To understand why a given protein or complex exhibits a specific biological function, studying its structure is essential. SAXS allows users to obtain important information on proteins, including size, mass, folding state, and shape in solution under a wide range of conditions. At SAPUCAIA, users benefit from low noise due to high flux and low parasitic scattering, enabling not only measurements of highly diluted samples but also time-resolved experiments to follow dynamic processes on the millisecond timescale.
Nanoparticles for substance encapsulation are of particular interest across different scientific fields, ranging from personalized medicine to the food and agricultural industries. They are also used for the removal of environmental contaminants such as heavy metals and both organic and inorganic pollutants. At SAPUCAIA, users can perform experiments to monitor nanoparticle formation and stability. It is also possible to investigate the effects of drug or agricultural input encapsulation or release on nanoparticle structure, as well as phase transitions on shorter timescales and particles of different sizes. These experiments enable not only the extraction of local structural information but also the characterization of nanoparticle size distributions.
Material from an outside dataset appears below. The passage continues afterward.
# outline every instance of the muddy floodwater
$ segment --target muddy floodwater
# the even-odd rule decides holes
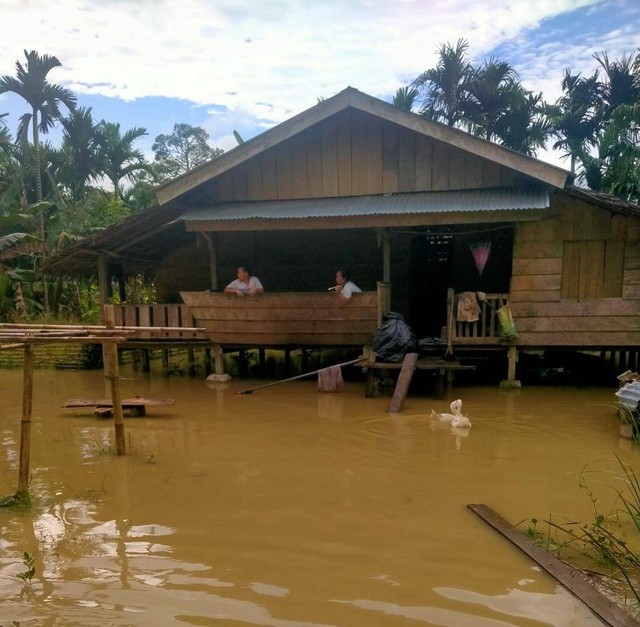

Polymer research spans many areas and supports a wide range of applications, from cosmetics to fuels. Polymeric samples can greatly benefit from the structural information provided by SAXS. At SAPUCAIA, users can take advantage of beamline features such as temporal resolution to monitor size and structure during the formation of rapidly polymerizing compounds and crosslinking processes, while USAXS enables the study of large polymer complexes and phase transitions.
Monitoring catalytic processes is of great interest across a wide range of fields, from fundamental biological processes to industrial applications. At the SAPUCAIA beamline, users can study catalysis in both liquid and solid media on short timescales. This enables in situ investigation of catalytic processes under a variety of conditions and for different catalysts.
SAXS is widely used in biomedicine for the structural characterization of biological systems in solution under near-physiological conditions. At SAPUCAIA, the technique allows determination of the size, shape, and organization of biomolecules such as proteins, nucleic acids, macromolecular complexes, viruses, and virus-like particles, without the need for crystallization.